In 2012, I wanted to be a journalist. Me being me – ambitious and sort of tunnel-visioned, began naively searching for ways to get there. To be honest, I wasn’t really confident about the job description of a journalist, but all I knew was I wanted to write for a living – non-fiction material, for a big company. Later on, I began changing my mind. I was determined to teach English; my dream program was a double degree in English and Education at Queen’s University. I was accepted, so in 2014, my mom and I, with six varying-sized suitcases between us, made our way from Hong Kong to the Canadian campus on move-in day. I turned 18 when I moved in, and became more ambitious than ever with relationships, friends, school, searching for success, and avoiding failure.
Little did I know, within the next few years of my life, I would have experienced the most amount of failure I had ever experienced in my life with social relationships, part-time job applications, and most notably, thinking that I know what I truly want.
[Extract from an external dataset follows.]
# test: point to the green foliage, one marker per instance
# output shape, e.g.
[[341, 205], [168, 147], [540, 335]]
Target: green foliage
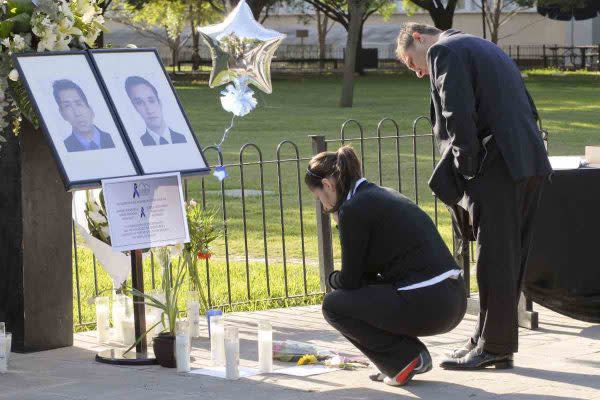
[[172, 283], [15, 17], [409, 7], [21, 98]]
Just a year later, I changed my major to Health, believing that I had finally found my true calling (I was wrong), and started learning Italian and turned it into my minor.
However, despite these setbacks and significant changes, I kept going. I started my blog disregarding the fear of nobody reading it, I created a startup business with my friend Beatrice disregarding the fear of failing, and I started to continue thinking I know what I want, while disregarding the possibility of changing my mind completely. Today, I continue changing my mind, continuously going over the possibilities of what an ideal lifestyle for me would be, or what the ideal job for me would be. I mean two days ago, I sat at my desk after binge-watching Riverdale and suddenly decided that 2012 Chloe may have been right all-along, and decided to look at Graduate degrees in Journalism.
We change our minds at the most equivocal times in our lives, but what truly makes a difference is our choice to shun or adopt these new ideas. These new alternatives simply aid us in finding our true “fate”. Let’s take me for example – if I were to continue along the path of English and Education, I would probably be in a very different place than I am now. One path led to a “safe” career, the other was a grasped opportunity (and a risky one).
People will often fail to find their true passion because they invent excuses which all end up meaning the same thing – “I would do what I truly want, but I’m scared.” They’re afraid to pursue their true passion because they’re afraid to try, afraid to look stupid, and afraid to fail. The words “if,” and “unless,” are the most evocative words in the English language, because it suggests the type of thoughts that you have when you’re awake at night thinking about the old concept of regret. So do you know what you truly want?